Sunday, 23 September 2012

Circus and Clowns

When I was a kid, circus was a big deal. When there were not many options for entertainment; wild animals, clowns and acrobats which were the core events in a circus became a source of thrill and excitement. I was told by my late parents that an event in a circus changed my life. I was a heavy consumer of milk as a baby and refused to let go the bottles even when I grew older (can't remember the exact age). However, when I saw a bear sucking milk from a bottle I decided to not do the same anymore!

I have not been to a circus for many many years. I am not sure whether there is one nowadays as most of us now watch circus on television. However, if we were reflect the way we live our lives, we could start to see that some of us are behaving as if they are the star attraction in a circus.

A circus will not be one without clowns. While they wear fancy and colourful dresses, these people are professionals and were able to deal with wild animals, involve in acrobatic acts while at the same time make the crowd happy and smiling. Being on the centre stage, the clowns will be involved in funny acts and making fun of themselves with the sole purpose of entertaining the audience.

In the real world we may have professionals choosing to act like clowns, whether they realise that or not. If we define clowning as engaging in funny actions, then we could start to see many clown, perhaps in suits, walking down our streets. Why am I saying this?

Clowns in business suits?
A professional uses his or her specialist knowledge and skills to serve the society and to act in the best interest of the society. As a trade off, professionals are given privileges by the society and the access to their fields are restricted to recognised professionals only. Professionals must externalise values which make them honourable in the eyes of the society they serve. 

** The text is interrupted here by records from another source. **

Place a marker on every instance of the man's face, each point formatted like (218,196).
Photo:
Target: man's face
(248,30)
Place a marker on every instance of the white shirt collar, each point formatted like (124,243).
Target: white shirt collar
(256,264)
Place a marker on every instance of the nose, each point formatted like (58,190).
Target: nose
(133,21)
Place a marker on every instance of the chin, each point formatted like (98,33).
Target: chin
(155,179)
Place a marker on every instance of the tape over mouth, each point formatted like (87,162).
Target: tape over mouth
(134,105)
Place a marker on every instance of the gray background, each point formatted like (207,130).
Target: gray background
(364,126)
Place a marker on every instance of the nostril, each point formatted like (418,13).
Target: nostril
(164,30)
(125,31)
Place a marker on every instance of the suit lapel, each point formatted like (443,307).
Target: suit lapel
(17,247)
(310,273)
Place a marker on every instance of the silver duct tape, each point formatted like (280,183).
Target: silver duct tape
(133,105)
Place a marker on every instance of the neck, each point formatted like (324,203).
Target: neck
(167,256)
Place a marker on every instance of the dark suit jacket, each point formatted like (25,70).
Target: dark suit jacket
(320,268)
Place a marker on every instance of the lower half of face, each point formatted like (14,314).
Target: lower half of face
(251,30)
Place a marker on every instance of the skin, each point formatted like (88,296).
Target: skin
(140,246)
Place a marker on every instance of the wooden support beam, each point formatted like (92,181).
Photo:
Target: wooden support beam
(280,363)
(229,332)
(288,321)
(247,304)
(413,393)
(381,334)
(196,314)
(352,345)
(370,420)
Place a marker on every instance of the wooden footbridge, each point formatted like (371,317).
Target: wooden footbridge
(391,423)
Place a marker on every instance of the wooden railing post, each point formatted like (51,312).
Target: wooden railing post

So, when professionals start to forget about this principle and argue that public interest is not their business, we could deduce that they are akin to behaving in funny actions, not that far from those of clowns. What more when they do this in front of big audience, albeit among their own kind in a confined space. Such situation is dangerously close to be similar to an old time circus that we used to know. 

This is where the difference between a professional clown and a professional acting like a clown could be seen. While the former are normally entertaining, the entertainment value of the later may be very minimum but many may want to cry to observe their behaviours. To make the situation worse,  the accidental clowns do not charge any fee, their performance is free for the world to watch. Not sure whether such cheap show actually reflect the class (or the absence of any class) of this clowning professionals. 

I suppose we need to be careful in whatever that we do, not withstanding we are professionals or not. Remember, if we do funny things in public, we could turn out to be clowns and the world would be laughing at us without us realising.